Sauf la commission SSCT, dont le temps de réunion est compté comme temps de travail et n’est pas compté dans le temps global de réunions du CSE, le temps de réunion global des réunions de commissions obligatoires est déterminé par l’article R2315-7 (nouveau code pour le CSE) :

« A défaut d’accord d’entreprise, le temps passé par les membres de la délégation du personnel du comité social et économique aux réunions [des commissions du CSE]  n’est pas déduit des heures de délégation (…) dès lors que la durée annuelle globale de ces réunions n’excède pas :
– 30 heures pour les entreprises de 300 salariés à 1000 salariés ;
– 60 heures pour les entreprises d’au moins 1000 salariés.

L’effectif est apprécié une fois par an, sur les douze mois précédents, à compter du premier mois suivant celui au cours duquel a été élu le comité.

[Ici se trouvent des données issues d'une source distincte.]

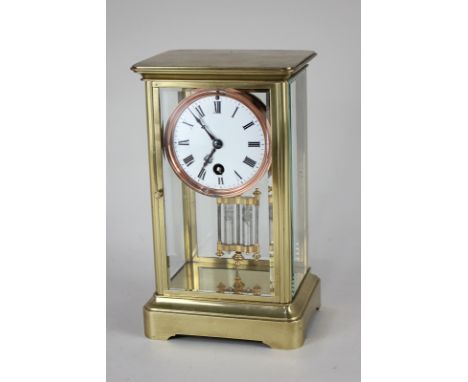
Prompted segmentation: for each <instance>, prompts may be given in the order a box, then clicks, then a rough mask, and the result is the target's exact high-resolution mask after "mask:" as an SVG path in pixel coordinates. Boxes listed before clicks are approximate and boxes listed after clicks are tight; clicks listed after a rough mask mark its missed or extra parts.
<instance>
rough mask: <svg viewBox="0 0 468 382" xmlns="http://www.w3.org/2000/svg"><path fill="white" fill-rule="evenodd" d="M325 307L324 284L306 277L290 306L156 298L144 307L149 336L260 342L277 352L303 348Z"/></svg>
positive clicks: (200, 299)
mask: <svg viewBox="0 0 468 382" xmlns="http://www.w3.org/2000/svg"><path fill="white" fill-rule="evenodd" d="M319 307H320V279H319V278H318V277H317V276H315V275H313V274H311V273H307V275H306V276H305V277H304V280H303V281H302V284H301V285H300V287H299V290H298V291H297V293H296V296H295V298H294V300H293V301H292V303H290V304H273V303H259V302H250V301H226V300H223V301H221V300H202V299H196V300H194V299H186V298H173V297H165V296H158V295H155V296H153V297H152V298H151V300H150V301H148V303H147V304H146V305H145V307H144V321H145V335H146V336H147V337H148V338H151V339H156V340H167V339H169V338H170V337H173V336H175V335H177V334H182V335H192V336H206V337H222V338H233V339H241V340H252V341H260V342H263V343H264V344H266V345H268V346H270V347H272V348H275V349H295V348H298V347H300V346H302V345H303V344H304V336H305V332H306V329H307V323H308V322H309V320H310V318H311V317H312V315H313V314H314V313H315V312H316V311H317V310H318V309H319Z"/></svg>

Par dérogation aux dispositions du présent article, le temps passé aux réunions de la commission santé, sécurité et conditions de travail est rémunéré comme du temps de travail. Ce temps n’est pas déduit des heures de délégation prévues pour les membres titulaires de la délégation du personnel du comité social et économique. »
– 30 heures pour 3 commissions : formation, logement, égalité professionnelle. Dans le droit du CE, la commission logement avait 20 heures, la commission formation aucune limite (sauf le bon sens), la commission égalité professionnelle pas de temps accordé.
– 60 heures pour 4 commissions : formation, logement, égalité professionnelle, économique.

Ici encore, un accord d’entreprise est indispensable pour augmenter ce nombre d’heures.